OT: I haven't figured it all out. Some say it will ruin our credibility - another corrupt politician. Others say it will improve it - we got him. Still other say there is a movement up to get rid of corrupt *Black* politicians so that the white ones can rake it all in again. I am slightly at sea as well...

Littlemilk said...

That really bothers me. In New York City politics run on this completely different parallel concerning money and management. It seems that we are voting in our mayoral elections for those with the best vision for the 5 disparaging boroughs and their ethnically divided component parts.

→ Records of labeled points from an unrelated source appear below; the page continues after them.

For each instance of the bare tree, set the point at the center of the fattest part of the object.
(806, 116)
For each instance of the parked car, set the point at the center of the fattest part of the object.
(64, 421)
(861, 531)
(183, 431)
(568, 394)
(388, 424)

N.O. politics are really cut on some clear race lines – a tick for tack sort of game concerning pedigree and citizenry. And I really believe this hurricane has kicked up all that rhetoric concerning "blacks" managing themselves versus competency.
Blacks and Competency, Blacks and Competency go together like a horse and carriage in American politics.

Those that are designing the city do not want poor blacks to come back. There is a price out going on. I just wonder how the violence is going to play into equation. The true wild card.

It is all very suspenseful from a far; I just wonder what it is like to live there. The whole medical care debacle scares me tremendously. The educational system seems to be comatose. And the Southern political machine that I witnessed in Tennessee seems so much stronger the further south you go. It is a not only a good ole boy sort of world, it is also one that judges all of its players by that yardstick. The lack of confidence people have in the governor and the mayor have been whispered to me by free flowing well liquored white boy Confederate lips more than once. No kissing was involved Cero. I promise.

Anonymous said...

"The whole medical care debacle scares me tremendously. The educational system seems to be comatose."

Yes, c'est un vrai mess. And they took total advantage of this to whiten the place. It is as though it had been planned. They want to demolish the old French Quarter Woolworth's - the one that had the sit-ins for integrated lunch counters - and put in a parking structure with condos on top. Put 18 holes of golf on the old St. Bernard housing project, it seems.
Etc. How the h*** do they think N.O. got to be N.O.? Not like that.

But: Lafcadio Hearn in the 19th century said things were so bad, the government was so inept, that if he explained it nobody would believe it. This in the 19th century U.S. which I have heard was very uncomfortable generally. !

It is *hard* to live there now but you can still feel the city - not dead.